Viewing the Bulldog standard, I discover something new regarding proportions. The length from the tip of the nose to the occipital bone-and the length from the occipital bone to the withers-is the same! Moving on to other breeds, there are more similarities and I note that when that ratio is equal; the legs are right beneath the shoulder where they belong. But when the nose to occipital bone is longer than the occipital bone to the withers, the ratio is destroyed. The legs will then be on the more narrow part of the thoracic ribcage, which results in a straight front. And upon examination, one finds “pockets” behind the elbows and the dog toes in.
When the length from the occipital bone to withers is shorter than the head length, the dog will stand “under itself” and continually adjust its rear feet. The hocks won’t “follow through” correctly. Check this out!
Sharing this revelation with a judge-friend, we examined dogs of both types regarding head and neck proportions and front placement. It was an eye-opener! This "law of nature" surprisingly appears true on dogs with 1/3 to 2/3 muzzle ratio, or dogs with 50-50 parallel planes. So I ask what differentiates “symmetry and balance”? Of course, Webster has the answer:
SYMMETRY – An arrangement marked by regularity and balanced proportions. Correspondence in size, shape and positioning of parts that are on opposite sides of a dividing line.
BALANCE – TO ARRANGE so that one set of elements equals another: to equal in weight, number, or proportions.
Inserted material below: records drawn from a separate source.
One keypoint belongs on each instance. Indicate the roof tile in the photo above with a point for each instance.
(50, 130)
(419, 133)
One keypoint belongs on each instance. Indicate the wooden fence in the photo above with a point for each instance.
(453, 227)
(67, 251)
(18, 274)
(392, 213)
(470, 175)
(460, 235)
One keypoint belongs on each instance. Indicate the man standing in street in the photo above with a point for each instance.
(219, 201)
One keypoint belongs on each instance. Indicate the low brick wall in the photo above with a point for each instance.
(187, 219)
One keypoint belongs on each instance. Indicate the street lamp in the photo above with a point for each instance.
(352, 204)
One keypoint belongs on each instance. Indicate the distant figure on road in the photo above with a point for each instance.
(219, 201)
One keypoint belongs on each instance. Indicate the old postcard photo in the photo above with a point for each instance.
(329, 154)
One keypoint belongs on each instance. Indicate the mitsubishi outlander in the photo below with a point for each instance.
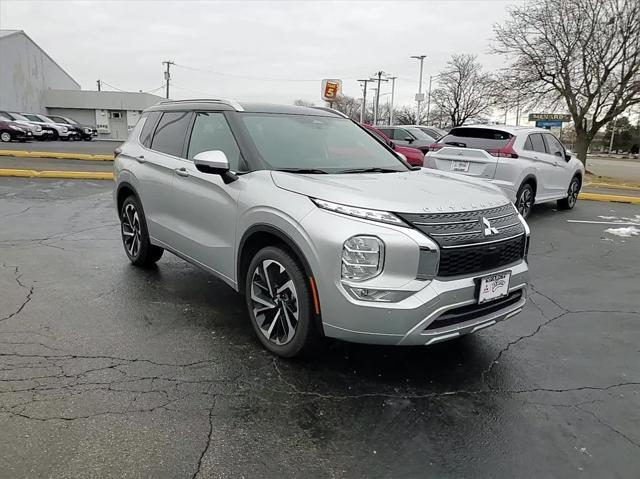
(325, 230)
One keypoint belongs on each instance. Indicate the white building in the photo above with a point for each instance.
(32, 82)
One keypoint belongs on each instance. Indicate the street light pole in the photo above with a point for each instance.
(393, 90)
(419, 96)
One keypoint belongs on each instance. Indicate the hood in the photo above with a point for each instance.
(416, 191)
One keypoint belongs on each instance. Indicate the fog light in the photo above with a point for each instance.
(362, 258)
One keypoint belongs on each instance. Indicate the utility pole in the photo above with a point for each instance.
(364, 99)
(393, 91)
(167, 74)
(613, 133)
(377, 104)
(419, 96)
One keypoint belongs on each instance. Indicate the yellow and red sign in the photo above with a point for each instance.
(331, 89)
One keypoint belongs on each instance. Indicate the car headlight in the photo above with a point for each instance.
(364, 213)
(362, 258)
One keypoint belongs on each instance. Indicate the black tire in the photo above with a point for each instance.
(525, 199)
(135, 236)
(572, 194)
(281, 268)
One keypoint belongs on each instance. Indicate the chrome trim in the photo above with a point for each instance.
(479, 244)
(232, 103)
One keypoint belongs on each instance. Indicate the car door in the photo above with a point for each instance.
(206, 206)
(543, 164)
(559, 182)
(162, 146)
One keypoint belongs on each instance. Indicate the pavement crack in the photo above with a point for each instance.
(17, 276)
(208, 445)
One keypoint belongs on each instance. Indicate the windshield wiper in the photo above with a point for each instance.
(370, 170)
(303, 170)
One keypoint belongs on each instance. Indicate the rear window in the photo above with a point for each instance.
(480, 138)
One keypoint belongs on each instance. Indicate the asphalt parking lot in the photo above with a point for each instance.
(110, 371)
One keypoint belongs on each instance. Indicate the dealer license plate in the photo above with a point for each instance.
(494, 287)
(461, 166)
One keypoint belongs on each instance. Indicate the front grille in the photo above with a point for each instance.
(473, 241)
(474, 311)
(478, 258)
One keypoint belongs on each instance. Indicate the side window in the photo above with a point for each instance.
(400, 134)
(553, 145)
(211, 132)
(527, 144)
(149, 125)
(537, 143)
(171, 132)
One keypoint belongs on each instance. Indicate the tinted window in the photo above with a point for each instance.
(481, 138)
(400, 134)
(537, 143)
(553, 145)
(171, 132)
(149, 125)
(211, 132)
(330, 144)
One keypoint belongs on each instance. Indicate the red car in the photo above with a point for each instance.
(414, 156)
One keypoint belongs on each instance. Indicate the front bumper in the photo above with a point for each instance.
(410, 321)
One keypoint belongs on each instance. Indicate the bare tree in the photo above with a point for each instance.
(583, 53)
(465, 92)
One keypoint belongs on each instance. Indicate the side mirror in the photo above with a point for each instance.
(214, 162)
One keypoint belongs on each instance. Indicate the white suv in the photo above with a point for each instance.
(529, 164)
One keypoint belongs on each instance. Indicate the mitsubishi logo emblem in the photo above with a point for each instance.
(488, 229)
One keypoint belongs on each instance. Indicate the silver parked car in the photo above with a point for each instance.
(529, 164)
(323, 228)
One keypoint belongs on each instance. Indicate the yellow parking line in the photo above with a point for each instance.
(72, 175)
(615, 198)
(56, 155)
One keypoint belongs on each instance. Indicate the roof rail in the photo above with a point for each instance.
(232, 103)
(331, 110)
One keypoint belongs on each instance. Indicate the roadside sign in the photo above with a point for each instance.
(331, 89)
(561, 117)
(549, 124)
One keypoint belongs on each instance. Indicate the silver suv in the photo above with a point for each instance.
(322, 227)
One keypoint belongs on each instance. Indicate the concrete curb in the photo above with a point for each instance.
(71, 175)
(634, 200)
(55, 155)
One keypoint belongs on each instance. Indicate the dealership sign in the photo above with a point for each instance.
(549, 117)
(331, 89)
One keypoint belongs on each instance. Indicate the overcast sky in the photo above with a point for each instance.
(256, 50)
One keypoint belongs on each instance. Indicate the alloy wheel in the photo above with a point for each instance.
(525, 201)
(131, 231)
(574, 189)
(274, 302)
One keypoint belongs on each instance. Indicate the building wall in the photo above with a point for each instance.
(26, 72)
(87, 117)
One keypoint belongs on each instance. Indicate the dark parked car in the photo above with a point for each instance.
(86, 132)
(10, 130)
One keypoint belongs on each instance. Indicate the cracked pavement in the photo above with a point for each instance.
(110, 371)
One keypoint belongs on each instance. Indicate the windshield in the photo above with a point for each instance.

Positioning of balance is to bring about a more harmonious or symmetrical appearance.
This may be called ‘SPLITTING HAIRS”, but a discerning eye will go right to the filly that “stands out” in this year’s baby crop or to the puppy in the litter that “catches the eye”. A good breeder will see when the “whole” supersedes the “parts”.
Some dogs have a short front stride, reaching “from the elbow” rather than “opening the shoulder”. Regarding the rear, the reach of the hind foot should equal the follow through behind. When the front is more correct than the rear, the dog doesn’t have time to complete this action due to keeping up with the front assembly. Easily seen on side movement, both are indications of incorrect structure. These faults creep into breeding programs unnoticed and if not addressed, they are hard to correct. This is why it’s important to train the eye and to note which judges have it!
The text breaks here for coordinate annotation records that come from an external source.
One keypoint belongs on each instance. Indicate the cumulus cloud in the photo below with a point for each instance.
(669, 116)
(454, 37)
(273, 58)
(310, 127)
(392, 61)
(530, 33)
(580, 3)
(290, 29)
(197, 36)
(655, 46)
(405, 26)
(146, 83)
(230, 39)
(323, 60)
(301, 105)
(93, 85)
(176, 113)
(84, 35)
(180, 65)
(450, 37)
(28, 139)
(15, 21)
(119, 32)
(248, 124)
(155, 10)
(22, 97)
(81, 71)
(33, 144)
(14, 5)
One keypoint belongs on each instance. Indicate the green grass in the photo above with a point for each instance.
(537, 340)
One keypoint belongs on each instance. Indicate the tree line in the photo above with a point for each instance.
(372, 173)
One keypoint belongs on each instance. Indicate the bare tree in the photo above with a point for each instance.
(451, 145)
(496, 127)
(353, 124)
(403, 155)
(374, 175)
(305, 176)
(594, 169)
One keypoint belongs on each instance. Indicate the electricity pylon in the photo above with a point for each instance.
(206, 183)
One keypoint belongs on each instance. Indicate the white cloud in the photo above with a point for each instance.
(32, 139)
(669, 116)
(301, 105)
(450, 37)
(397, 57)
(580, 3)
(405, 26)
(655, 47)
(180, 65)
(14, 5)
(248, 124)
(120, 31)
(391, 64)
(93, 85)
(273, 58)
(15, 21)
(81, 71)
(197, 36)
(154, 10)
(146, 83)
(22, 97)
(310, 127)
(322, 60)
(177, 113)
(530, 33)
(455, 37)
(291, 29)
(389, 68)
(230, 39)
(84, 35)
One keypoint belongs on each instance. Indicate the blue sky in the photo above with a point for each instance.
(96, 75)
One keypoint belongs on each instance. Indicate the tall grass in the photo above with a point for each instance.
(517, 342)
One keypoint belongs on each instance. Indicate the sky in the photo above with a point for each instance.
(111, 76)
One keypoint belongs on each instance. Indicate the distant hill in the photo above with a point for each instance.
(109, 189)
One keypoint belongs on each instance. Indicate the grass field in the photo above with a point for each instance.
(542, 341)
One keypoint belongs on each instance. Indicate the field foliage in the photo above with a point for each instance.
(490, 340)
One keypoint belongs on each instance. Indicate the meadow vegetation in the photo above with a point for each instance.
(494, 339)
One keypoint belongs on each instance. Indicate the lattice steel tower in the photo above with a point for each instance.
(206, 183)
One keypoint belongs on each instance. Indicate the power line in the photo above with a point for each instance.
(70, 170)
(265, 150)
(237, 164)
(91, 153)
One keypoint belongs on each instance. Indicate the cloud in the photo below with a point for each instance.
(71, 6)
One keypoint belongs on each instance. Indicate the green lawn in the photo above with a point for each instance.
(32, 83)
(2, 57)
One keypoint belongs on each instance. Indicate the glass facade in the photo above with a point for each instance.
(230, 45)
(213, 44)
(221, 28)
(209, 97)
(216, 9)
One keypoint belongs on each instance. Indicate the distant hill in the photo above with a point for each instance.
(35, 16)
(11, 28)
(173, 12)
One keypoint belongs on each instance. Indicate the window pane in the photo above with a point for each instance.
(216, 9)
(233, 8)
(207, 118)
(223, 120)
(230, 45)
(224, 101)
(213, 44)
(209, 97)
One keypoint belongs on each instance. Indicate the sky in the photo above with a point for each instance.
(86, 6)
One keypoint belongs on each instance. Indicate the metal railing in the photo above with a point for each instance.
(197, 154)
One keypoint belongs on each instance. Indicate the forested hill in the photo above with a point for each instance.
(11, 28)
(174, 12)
Driving home and thinking of a puppy she selected from a litter, my friend suddenly had an “AHA” moment. She turned to me and said “I PICKED THE WRONG PUPPY!” When she returned home, she chose the puppy that continually drew her eye.
Symmetry separates the “good” dog from the “GREAT” dog. Often we choose a puppy with our heart rather than with a “discerning eye”. This explains why my pet of so many years in no way met the standard but broke my heart with her passing.
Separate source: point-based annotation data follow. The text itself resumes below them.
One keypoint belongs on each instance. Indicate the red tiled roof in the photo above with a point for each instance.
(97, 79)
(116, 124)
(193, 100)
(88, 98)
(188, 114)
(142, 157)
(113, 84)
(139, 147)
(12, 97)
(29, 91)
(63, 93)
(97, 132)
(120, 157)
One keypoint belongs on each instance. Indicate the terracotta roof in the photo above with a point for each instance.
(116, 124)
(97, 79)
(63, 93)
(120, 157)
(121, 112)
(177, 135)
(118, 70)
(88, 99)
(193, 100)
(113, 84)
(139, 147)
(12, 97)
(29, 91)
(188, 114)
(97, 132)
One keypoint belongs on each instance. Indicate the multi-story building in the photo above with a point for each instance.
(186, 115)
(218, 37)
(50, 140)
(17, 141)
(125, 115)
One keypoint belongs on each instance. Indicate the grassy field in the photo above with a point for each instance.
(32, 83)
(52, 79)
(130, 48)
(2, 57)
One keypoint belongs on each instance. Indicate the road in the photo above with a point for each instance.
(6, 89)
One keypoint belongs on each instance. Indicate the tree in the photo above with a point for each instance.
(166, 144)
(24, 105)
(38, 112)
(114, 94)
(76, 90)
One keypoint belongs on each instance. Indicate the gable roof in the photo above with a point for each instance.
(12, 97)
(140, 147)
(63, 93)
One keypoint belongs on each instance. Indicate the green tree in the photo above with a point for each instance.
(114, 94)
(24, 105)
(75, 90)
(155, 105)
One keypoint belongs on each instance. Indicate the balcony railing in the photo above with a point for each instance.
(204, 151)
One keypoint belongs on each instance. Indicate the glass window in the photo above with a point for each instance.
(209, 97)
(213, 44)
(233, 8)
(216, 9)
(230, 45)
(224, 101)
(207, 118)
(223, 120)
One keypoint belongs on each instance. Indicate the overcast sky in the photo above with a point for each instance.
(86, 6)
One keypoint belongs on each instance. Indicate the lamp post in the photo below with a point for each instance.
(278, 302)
Breeding horses and dogs over the years reveals this: “Greatness” rarely goes through “bad stages”. The youngster grows from adolescence into a mature animal and throughout the growth stages, he will always “fill your eye”. We once turned down an offer most people wouldn’t refuse for a filly. She remained in our pasture for years, bringing us joy. Her beauty, graceful movement, and symmetry were something to behold! This incredible mare always produced her virtues in her offspring.
Whether assessing dogs as a breeder or as a judge, in honoring structural correctness, the gene pool becomes dependable. Continuous breeding ‘type to type’ or “structure to structure’ results in pretty dogs that can’t walk OR sound dogs lacking in breed type. That is just another example of how balance works. Seek a balance between “type and soundness.” When judging or breeding, if one selects “pieces” rather than a dog in its entirety, they will often choose the wrong dog.
So the next time your “eye” is drawn to a particular animal, determine WHY. Did symmetry draw you, or is it an exaggeration of a part? Sometimes, despite various adjectives, the final conclusion is this - THAT DOG JUST IS! Perfection is rare, but some animals are difficult to fault. When showmanship, soundness, and type come together to “fill the eye”, it cannot be denied.